Assignment - Bangkok Read online

Page 7


  on in the rambling barracks. A single shot made a dim popping noise through the racket of the traffic, but the bullet went wide.

  Benjie grinned wanly. “Major Luk is not going to be very comfortable when Savag learns of this.”

  “I’m sure Luk has an explanation ready for the general.”

  There was a momentary gap in the convoy. Benjie stepped on the gas and the jeep bounced forward onto the concrete. She swung left, tires screeching, and headed for the city. Durell looked backward, but no one seemed to be following. If he had estimated Uva Savag correctly, however, the general would be turning the town upside down for him.

  “Are you still willing to fly me to Chiengmai?”

  Benjie looked serious. “On my deal. I go with you.”

  Durell considered it. The girl was competent enough. On the other hand, she was a sure tell-tale for General Savag to take him in again. “Can you get a plane to the airport?”

  “There’s a small strip at Lung Moc. I’ll have a Thai Star plane there by dawn. But where will you stay tonight?”

  “Better if you don’t know. I’ll be at Lung Moc before ten in the morning,” Durell decided.

  Headlights flared behind them on the highway, but as they passed into the outskirts of Sampeng, heading for the Chao Phraya River, he saw no special pursuit. When Benjie spoke again, her voice had softened, but her grin was still tough and insolent.

  “Sam, you make me feel like Goldilocks—only, I’m Mama Bear. Do you have plans to crawl into my bed tonight?”

  He looked at her. She was the most un-feminine woman he had met in a long time. He spoke bluntly.

  “Not likely,” he said.

  12

  The young monk, Prajadhipok, was happy. Pra was nineteen, a samanara, a novitiate monk. The sun beat down fiercely on his shaven head as he trudged in the dust to Sampeng, behind Kem. Brother Kem was his idol. Everything about Kem was holy. His spirituality was a moral lesson to all at the little temple on the outskirts of Bangkok, where they lived. Pra carried his begging bowl in both hands as he followed Kem around the corner to their usual stops at the tourist shops which, at this hour, were still relatively empty.

  The day would be hot and dry. The monsoons and the blessed rains from heaven were still one month away, as Buddha willed. Pra was stout for a monk, although he ate sparingly, as all the brothers of the Sangha did. The Wat Kao Po was not a rich or elaborate temple, and it did not attract tourists. Its prangs did not pierce the hard sky, nor were their emerald Buddhas and yellow-tiled roofs meant to provide earthly beauty. True, there were the tripleheaded elephants at the main entrance, and the tall central tower boasted a mosaic of shells dug from the delta mud, reaching for the triple trident of Siva. It was a back-country temple, but wherever Brother Kem lived, that place was sanctified. Now and then Pra worried about the joy in his life. All was a dream in the eye of Buddha that would blend into the next inevitable reincarnation that would lead, eventually, to oblivion in the Universal—if one were holy enough, like Kem.

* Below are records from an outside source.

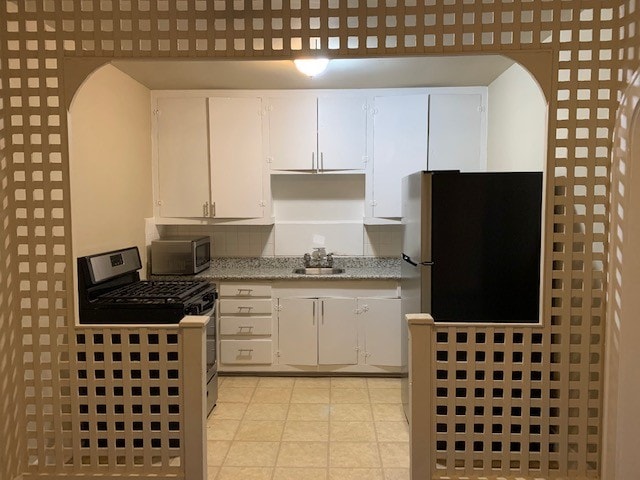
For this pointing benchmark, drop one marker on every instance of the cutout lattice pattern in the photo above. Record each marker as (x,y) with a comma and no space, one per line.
(129,391)
(36,35)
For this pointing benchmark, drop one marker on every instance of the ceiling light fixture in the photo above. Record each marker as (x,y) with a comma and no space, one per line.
(311,67)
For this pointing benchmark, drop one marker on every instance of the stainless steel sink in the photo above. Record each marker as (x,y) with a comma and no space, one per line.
(318,271)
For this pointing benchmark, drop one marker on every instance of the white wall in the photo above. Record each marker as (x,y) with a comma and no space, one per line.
(517,123)
(622,395)
(110,163)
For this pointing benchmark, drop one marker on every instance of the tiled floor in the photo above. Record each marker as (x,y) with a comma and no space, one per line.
(283,428)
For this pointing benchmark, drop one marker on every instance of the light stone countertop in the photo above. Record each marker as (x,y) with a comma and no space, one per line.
(281,268)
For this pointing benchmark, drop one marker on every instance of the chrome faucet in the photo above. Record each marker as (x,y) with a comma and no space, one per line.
(318,258)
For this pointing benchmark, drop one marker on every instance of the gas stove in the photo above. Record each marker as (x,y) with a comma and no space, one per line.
(110,292)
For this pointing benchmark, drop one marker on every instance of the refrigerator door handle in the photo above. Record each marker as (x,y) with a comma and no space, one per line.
(407,259)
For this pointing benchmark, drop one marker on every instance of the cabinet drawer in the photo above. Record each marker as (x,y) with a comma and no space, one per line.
(245,307)
(245,325)
(244,290)
(245,351)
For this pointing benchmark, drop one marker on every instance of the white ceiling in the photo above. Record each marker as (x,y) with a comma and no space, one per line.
(469,70)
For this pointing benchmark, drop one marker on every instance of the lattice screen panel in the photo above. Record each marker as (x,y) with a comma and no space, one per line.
(129,390)
(36,35)
(11,384)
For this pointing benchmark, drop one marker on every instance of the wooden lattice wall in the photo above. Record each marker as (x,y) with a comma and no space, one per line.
(36,36)
(11,385)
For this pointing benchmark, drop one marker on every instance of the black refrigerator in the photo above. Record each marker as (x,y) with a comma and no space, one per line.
(471,246)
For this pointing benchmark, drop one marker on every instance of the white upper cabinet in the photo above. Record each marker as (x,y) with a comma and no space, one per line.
(399,148)
(293,125)
(210,157)
(457,140)
(235,144)
(183,157)
(317,133)
(429,129)
(342,132)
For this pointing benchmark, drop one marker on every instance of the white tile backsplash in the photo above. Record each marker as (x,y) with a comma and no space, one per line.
(288,239)
(299,238)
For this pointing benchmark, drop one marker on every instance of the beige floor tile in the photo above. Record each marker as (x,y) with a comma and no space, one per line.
(392,431)
(271,395)
(312,382)
(276,382)
(384,383)
(245,473)
(355,474)
(388,412)
(349,395)
(310,395)
(394,455)
(222,429)
(305,431)
(260,430)
(352,432)
(299,473)
(229,411)
(216,452)
(252,454)
(353,455)
(347,382)
(308,411)
(385,395)
(303,454)
(238,382)
(235,394)
(396,474)
(212,472)
(351,412)
(266,411)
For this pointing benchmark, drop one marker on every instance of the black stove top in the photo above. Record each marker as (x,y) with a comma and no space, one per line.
(110,291)
(169,291)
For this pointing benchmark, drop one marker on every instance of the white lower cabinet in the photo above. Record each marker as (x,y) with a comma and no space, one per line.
(347,327)
(239,352)
(317,331)
(338,332)
(297,331)
(380,323)
(245,326)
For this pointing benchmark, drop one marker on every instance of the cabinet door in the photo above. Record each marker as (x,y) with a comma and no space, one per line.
(382,322)
(342,132)
(236,157)
(455,132)
(337,332)
(183,157)
(399,148)
(297,331)
(293,133)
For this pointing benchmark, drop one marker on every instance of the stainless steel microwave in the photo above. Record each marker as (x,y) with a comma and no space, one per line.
(180,255)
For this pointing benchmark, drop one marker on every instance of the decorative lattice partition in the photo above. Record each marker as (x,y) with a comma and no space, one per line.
(37,35)
(11,384)
(129,389)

  Pra had risen from a lowly dek wat, a temple boy, where he received only board and lodging at the monastery. Now, as a samanara, he hoped to become a bhikkhu, a monk who wore the orange-yellow robe. His hair and eyebrows were totally shaven. Life was austere. He had awakened this sunrise to the sounds of prayer and drums, and had washed, swept his cell, helped to broom the courtyard and filtered the drinking water, which was not to kill insects, but to purify it spiritually.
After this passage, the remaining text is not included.